Connor
Connor

Reputation: 4168

Rails instance variable based on time?

Quick question. If I have a Model, say Charities, that has a start_date and an end_date attribute, how can I set that to be the current_charity from a method in the Controller?

I know I'll have to do some kind of Charities.find(params[:something]), and will just have to set that current_charity equal to one that's start_date is >= the current date, and who's end_date is <= the current date (there is only one "current" one at a time). I've usually just found a Model by the params[:id], so this is new to me.

Thank you!

Upvotes: 2

Views: 457

Answers (3)

Thilo
Thilo

Reputation: 17735

Add a scope method in your model:

def self.current
  now = Time.now
  where("start_date <= ? AND ? <= end_date", now, now).first
end

Then in your controller:

current_charity = Charity.current

Upvotes: 5

Larry K
Larry K

Reputation: 49114

Remember to add indexes in your database for columns that you will often be using in searches.

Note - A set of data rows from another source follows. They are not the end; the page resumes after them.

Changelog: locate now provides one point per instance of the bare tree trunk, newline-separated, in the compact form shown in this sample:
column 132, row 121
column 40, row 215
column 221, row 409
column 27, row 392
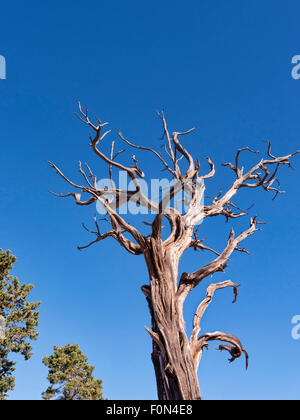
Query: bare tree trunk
column 175, row 370
column 175, row 357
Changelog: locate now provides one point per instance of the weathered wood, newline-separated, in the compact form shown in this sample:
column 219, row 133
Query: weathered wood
column 175, row 357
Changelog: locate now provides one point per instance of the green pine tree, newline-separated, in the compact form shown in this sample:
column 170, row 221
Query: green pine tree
column 70, row 371
column 19, row 319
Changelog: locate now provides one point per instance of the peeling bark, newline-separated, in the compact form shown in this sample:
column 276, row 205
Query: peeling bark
column 175, row 357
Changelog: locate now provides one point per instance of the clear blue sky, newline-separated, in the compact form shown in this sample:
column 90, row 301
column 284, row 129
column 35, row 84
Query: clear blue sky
column 223, row 66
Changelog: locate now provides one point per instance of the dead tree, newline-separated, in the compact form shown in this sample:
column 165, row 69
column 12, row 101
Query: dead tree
column 175, row 355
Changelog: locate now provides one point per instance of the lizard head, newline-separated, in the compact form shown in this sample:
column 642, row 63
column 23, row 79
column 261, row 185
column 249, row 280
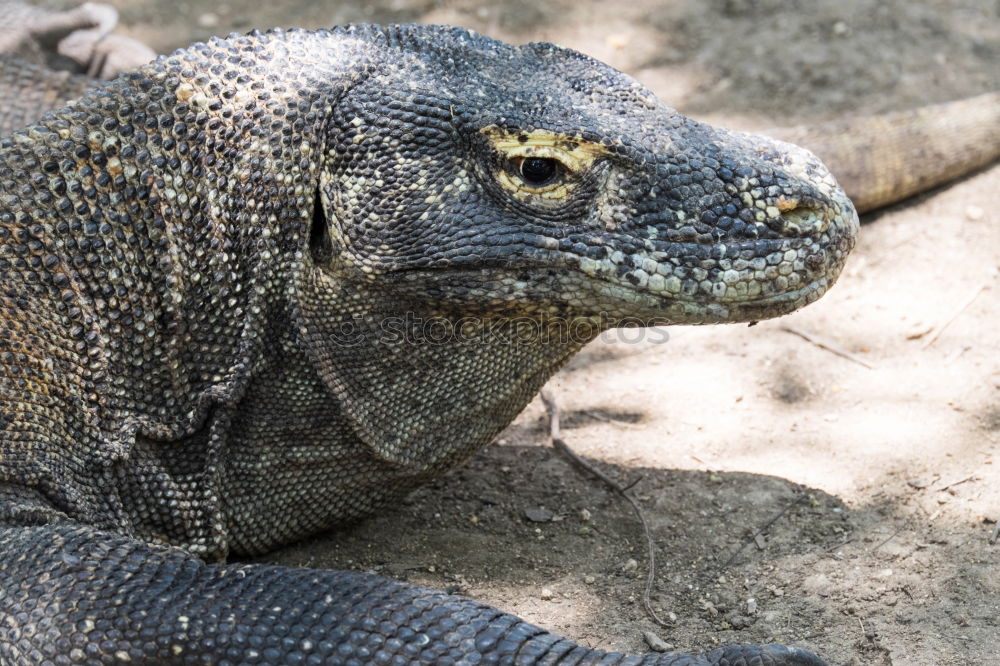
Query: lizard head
column 535, row 178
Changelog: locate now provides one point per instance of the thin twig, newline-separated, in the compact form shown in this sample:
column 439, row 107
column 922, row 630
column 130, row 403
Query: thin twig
column 555, row 436
column 971, row 477
column 939, row 329
column 753, row 537
column 829, row 346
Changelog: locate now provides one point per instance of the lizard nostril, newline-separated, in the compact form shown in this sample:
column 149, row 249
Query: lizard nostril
column 796, row 218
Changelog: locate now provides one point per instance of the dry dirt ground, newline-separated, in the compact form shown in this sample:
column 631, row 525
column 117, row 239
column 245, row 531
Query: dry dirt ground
column 886, row 476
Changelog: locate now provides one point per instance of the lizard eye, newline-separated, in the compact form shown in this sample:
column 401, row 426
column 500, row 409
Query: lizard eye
column 537, row 171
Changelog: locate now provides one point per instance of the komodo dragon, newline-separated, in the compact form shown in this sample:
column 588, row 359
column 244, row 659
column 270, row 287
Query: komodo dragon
column 215, row 274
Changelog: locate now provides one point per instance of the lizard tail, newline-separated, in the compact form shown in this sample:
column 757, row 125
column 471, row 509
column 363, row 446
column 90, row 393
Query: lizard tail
column 881, row 159
column 123, row 600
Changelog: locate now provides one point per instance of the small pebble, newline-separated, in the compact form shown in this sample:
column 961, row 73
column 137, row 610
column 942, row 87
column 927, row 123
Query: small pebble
column 538, row 514
column 208, row 20
column 656, row 643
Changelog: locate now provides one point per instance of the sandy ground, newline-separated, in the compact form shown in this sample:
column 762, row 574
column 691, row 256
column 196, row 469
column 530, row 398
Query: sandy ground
column 882, row 479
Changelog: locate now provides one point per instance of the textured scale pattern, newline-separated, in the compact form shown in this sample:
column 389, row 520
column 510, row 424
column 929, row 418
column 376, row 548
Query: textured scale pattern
column 269, row 284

Add indexes by adding a db migration.

Upvotes: 0

AlexChaffee
AlexChaffee

Reputation: 8252

Quick answer: search for the charity whose end_date is nil.

Longer answer: Your data model may not match your desired semantics. It seems to me that start_date is irrelevant here -- isn't the current charity the one whose end_date hasn't happened yet?

In general, one way to get the most recent X is to fetch all X's, sorted by descending date, and take the first one (or in SQL terms, use LIMIT 1). In ActiveRecord, it's something like this:

Charity.order("end_date DESC").first

though I'm a bit rusty on my Rails 3 AR syntax, and I don't think that query will solve your actual problem (though it does look kind of cool, amirite?).

Another solution is to denormalize -- add a current boolean field, and a before_save filter that sets self[:current] based on the logic you described. EDIT: Actually, that won't work here, since time marches on, and what is current will change outside the scope of an individual model's data.

My best advice is to write a lot of unit tests! Time-based logic is very tricky and it's easy to miss an edge case.